6. Nella presentazione del nuovo lavoro ho letto che presto girerete il video di From Tears, come mai avete optato per questo pezzo rispetto ad un altro?
La cosa in realtà non è ancora definitiva al 100%… stiamo pensando di scegliere un altro pezzo, ma ancora non lo sappiamo. From Tears in realtà ci sembra una scelta azzeccata perché è un pezzo immediato, dal bel tiro, facilmente memorizzabile ma che non manca di parti più heavy. In più ci sono le gang vocals, che gasano sempre e comunque. E’ il tipico pezzo singolone apripista.
7. Live in vista in supporto alle nuove tracce? Con quale band vorreste affrontare un vero e proprio tour?
Abbiamo già suonato un bel po’ in giro prima e dopo l’uscita del disco, e ora stiamo programmando altre date in giro per l’Italia, nonostante la situazione live sia sempre più penosa, ma questo lo sappiamo tutti. Per quanto riguarda band da tour, comincio sparandola grossa e ti dico che mi piacerebb suonare di spalla a Machine Head, Bullet For My Valentine e Trivium; restando nel campo del reale, non mi dispiacerebbe un tour europeo in compagnia di Deadlock e In This Moment, bands con le quali crediamo di avere molto in comune.
8. Soddisfatti di quanto fatto dalla Casket Music?

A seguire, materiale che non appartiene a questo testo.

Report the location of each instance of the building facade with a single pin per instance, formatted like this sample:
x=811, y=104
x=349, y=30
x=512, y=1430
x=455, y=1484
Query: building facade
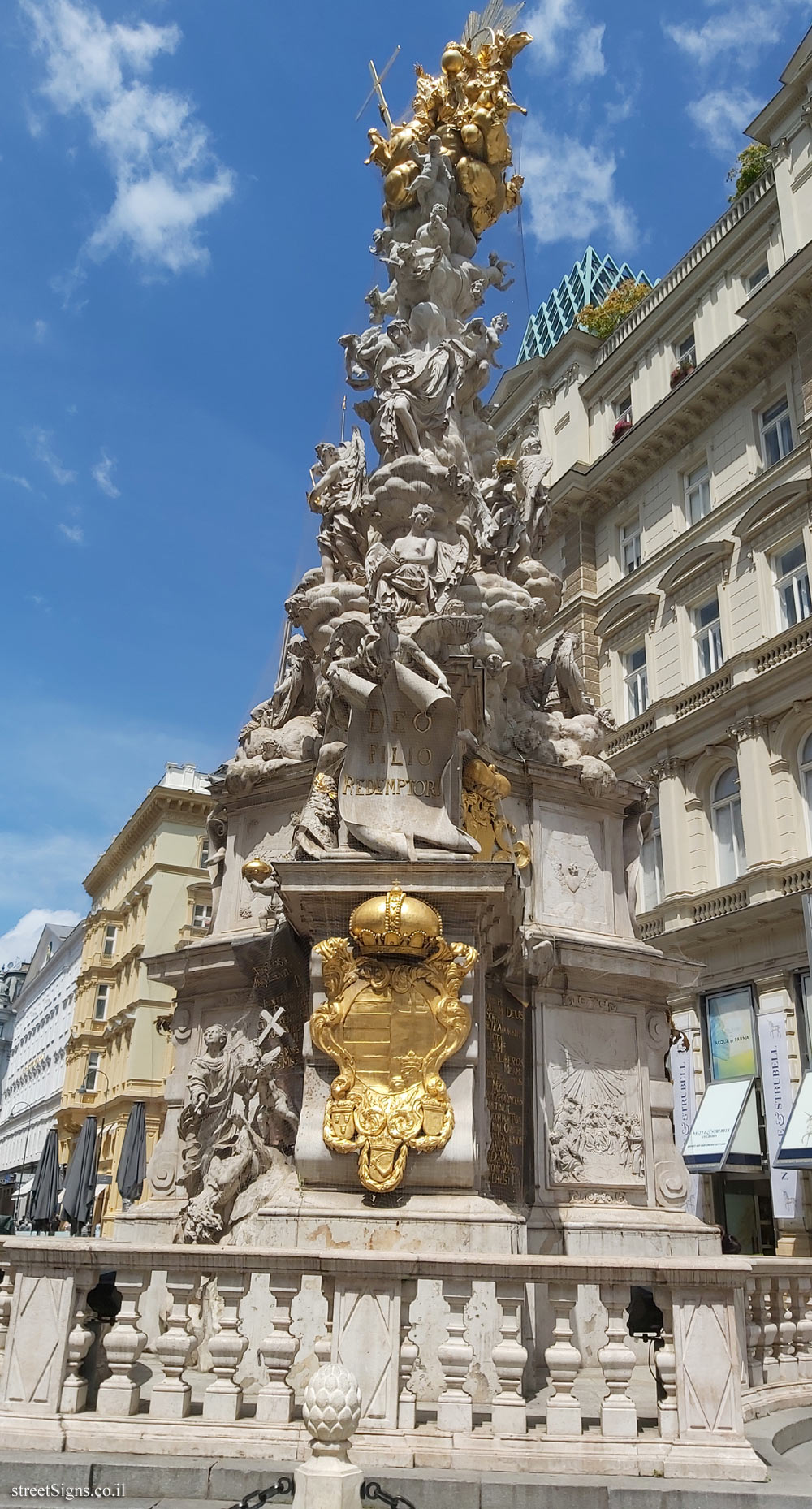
x=149, y=893
x=11, y=983
x=32, y=1088
x=680, y=521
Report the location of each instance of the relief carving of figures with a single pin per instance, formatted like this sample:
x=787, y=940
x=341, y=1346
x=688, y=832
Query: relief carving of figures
x=595, y=1131
x=340, y=497
x=231, y=1114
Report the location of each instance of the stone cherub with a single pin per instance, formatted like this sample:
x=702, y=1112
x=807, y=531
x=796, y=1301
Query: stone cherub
x=231, y=1108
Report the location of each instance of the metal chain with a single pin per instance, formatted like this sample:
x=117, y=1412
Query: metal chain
x=281, y=1488
x=374, y=1493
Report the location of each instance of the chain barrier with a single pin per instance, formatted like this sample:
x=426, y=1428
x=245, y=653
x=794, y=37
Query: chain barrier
x=283, y=1488
x=374, y=1493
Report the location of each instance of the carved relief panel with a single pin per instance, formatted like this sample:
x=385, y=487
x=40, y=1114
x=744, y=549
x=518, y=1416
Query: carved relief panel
x=592, y=1100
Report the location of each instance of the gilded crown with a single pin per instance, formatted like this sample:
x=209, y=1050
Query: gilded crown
x=395, y=924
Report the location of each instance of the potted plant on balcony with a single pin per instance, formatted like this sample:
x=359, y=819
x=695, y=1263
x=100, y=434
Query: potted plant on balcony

Finora si; in realtà si tratta di un’etichetta modesta che non promette mari e monti, ma fa esattamente quello che c’è scritto nel contratto. Ai nostri livelli, pensare di lasciare tutto in mano a un’etichetta e sedersi a guardare i risultati è inpensabile. Non so dirti se lavoreremo ancora con loro in futuro, ma sicuramente non sentirai una brutta parola su Casket uscire dalla nostra bocca.

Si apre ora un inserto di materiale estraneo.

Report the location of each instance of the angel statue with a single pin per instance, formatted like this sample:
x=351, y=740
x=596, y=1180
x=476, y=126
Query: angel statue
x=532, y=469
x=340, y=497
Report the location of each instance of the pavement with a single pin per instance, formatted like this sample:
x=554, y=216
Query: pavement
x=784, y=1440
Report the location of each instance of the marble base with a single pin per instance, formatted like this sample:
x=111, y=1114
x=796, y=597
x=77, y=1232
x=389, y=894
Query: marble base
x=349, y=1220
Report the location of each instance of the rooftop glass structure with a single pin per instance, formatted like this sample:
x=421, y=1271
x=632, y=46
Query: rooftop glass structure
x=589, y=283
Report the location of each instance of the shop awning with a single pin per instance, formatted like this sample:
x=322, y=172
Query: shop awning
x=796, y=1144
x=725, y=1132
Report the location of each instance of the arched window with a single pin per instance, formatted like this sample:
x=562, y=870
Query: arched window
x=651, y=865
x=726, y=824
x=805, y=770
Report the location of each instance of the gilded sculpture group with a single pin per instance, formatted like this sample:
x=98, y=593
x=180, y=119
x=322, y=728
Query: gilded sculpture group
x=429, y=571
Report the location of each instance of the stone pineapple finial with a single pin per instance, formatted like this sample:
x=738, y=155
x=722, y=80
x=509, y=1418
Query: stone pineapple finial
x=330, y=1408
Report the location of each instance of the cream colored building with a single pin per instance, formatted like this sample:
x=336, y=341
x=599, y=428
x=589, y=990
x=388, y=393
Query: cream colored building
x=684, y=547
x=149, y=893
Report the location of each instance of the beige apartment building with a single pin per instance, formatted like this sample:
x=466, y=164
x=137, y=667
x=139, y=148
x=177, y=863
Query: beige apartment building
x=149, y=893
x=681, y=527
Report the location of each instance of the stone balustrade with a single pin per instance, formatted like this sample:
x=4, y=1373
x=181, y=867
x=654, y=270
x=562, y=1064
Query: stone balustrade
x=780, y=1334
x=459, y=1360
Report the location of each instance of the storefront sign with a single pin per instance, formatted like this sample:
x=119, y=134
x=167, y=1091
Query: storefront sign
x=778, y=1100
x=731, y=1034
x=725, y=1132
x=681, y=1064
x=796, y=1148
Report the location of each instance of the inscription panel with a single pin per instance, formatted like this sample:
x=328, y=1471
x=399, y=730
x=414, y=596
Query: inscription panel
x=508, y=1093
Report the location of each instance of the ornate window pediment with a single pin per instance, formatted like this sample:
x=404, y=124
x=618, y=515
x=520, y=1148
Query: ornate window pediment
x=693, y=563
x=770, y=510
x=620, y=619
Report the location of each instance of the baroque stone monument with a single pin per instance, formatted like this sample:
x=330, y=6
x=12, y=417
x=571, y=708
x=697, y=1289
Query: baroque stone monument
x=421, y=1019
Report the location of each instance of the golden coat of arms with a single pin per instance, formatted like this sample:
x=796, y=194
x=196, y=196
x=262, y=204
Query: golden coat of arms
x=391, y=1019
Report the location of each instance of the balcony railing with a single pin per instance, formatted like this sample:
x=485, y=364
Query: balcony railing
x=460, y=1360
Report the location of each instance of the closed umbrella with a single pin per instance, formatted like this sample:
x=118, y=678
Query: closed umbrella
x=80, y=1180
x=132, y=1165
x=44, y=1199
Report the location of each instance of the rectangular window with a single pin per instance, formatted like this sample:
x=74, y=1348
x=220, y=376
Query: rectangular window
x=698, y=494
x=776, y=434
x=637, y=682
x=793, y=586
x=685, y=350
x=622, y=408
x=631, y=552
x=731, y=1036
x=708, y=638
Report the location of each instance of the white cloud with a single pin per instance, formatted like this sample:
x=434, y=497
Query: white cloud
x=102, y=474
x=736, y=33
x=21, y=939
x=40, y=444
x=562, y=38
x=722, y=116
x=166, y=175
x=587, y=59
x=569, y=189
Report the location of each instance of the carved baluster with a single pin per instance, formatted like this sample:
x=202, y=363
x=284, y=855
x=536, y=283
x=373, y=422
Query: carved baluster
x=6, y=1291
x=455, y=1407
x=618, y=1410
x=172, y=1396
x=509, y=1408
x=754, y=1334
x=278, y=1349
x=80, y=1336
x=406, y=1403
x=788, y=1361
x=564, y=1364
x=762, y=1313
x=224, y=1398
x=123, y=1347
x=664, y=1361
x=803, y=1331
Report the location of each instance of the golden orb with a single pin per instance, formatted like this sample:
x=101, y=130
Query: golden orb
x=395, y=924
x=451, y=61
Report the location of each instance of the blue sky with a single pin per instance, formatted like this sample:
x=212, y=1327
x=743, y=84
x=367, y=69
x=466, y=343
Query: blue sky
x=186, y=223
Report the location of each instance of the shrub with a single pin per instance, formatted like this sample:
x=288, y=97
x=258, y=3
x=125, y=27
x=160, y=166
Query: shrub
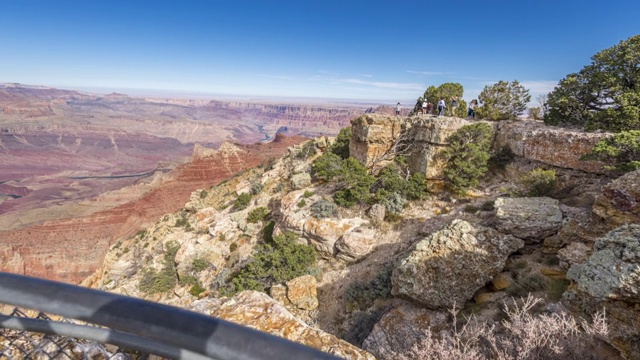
x=257, y=214
x=349, y=175
x=341, y=146
x=256, y=188
x=472, y=209
x=308, y=149
x=540, y=182
x=603, y=95
x=153, y=281
x=323, y=209
x=196, y=290
x=199, y=264
x=274, y=262
x=501, y=157
x=503, y=101
x=183, y=222
x=535, y=113
x=203, y=194
x=467, y=156
x=621, y=152
x=242, y=201
x=487, y=206
x=520, y=336
x=188, y=280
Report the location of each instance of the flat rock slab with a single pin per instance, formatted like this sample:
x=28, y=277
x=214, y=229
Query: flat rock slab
x=532, y=218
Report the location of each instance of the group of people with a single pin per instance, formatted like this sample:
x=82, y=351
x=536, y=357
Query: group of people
x=427, y=107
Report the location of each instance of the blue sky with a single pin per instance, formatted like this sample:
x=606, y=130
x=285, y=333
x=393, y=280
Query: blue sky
x=347, y=49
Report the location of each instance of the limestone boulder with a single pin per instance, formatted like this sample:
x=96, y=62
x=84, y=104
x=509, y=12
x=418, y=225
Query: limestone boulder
x=372, y=136
x=321, y=233
x=301, y=180
x=450, y=265
x=574, y=253
x=532, y=218
x=401, y=327
x=377, y=213
x=354, y=246
x=428, y=139
x=619, y=201
x=259, y=311
x=302, y=292
x=610, y=280
x=324, y=233
x=550, y=145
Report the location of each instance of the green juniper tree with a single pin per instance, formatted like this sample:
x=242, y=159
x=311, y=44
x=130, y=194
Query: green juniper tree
x=603, y=95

9. State già pensando e iniziando a scrivere qualche nuovo pezzo per un futuro full lenght?
Si, ci sono già diversi riff e idee pronti, dobbiamo solo cominciare a lavorarci. Ovviamente avendo tutti un lavoro e una vita ‘adulta’ (che brutto termine!) i tempi non sono certo quelli che si potrebbero avere a 20 anni andando all’università, ma i pezzi nuovi sono in arrivo e presto potrete sentirli anche dal vivo!

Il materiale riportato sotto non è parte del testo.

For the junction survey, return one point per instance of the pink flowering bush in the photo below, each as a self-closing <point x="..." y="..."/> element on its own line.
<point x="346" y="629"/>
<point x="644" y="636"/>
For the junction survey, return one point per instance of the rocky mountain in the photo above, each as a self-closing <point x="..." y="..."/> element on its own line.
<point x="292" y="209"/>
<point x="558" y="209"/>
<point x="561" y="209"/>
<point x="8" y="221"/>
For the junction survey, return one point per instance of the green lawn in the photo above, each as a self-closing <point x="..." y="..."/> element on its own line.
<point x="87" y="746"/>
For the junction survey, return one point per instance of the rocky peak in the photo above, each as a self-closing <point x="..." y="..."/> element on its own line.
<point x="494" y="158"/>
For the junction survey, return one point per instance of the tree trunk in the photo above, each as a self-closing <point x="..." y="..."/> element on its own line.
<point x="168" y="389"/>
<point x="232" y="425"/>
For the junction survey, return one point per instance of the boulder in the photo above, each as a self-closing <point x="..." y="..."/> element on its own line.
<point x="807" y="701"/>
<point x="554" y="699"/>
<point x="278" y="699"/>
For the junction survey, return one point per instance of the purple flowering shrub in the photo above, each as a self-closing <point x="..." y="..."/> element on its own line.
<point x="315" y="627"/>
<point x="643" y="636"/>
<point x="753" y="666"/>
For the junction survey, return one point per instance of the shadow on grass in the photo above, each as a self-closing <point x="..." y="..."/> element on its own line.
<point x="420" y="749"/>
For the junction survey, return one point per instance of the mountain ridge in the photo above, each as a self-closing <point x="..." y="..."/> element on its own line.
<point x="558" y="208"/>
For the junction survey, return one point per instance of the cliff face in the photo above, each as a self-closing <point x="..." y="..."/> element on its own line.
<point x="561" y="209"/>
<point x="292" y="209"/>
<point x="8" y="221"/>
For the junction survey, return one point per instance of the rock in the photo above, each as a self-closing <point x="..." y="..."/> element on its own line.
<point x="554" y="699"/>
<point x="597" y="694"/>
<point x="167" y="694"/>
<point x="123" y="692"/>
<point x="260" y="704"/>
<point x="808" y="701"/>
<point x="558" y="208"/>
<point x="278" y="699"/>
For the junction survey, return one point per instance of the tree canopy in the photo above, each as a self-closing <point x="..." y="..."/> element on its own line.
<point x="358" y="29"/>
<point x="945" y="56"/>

10. A voi le considerazioni finali.
Grazie a te Ermanno, che ci hai sempre dimostrato un grande supporto, grazie a tutti i nostri fan, che sono sorprendentemente numerosi (ho conosciuto gente che si impara le nostre canzoni alla chitarra, non pensavo mi sarebbe mai successo… cioè, TU stai imparando i MIEI riff? Eheheh), a tutti coloro che ci supportano, che comprano/scaricano i dischi… e cito i Club Dogo, grazie pure a chi ci odia perché lui ci ascolta il doppio!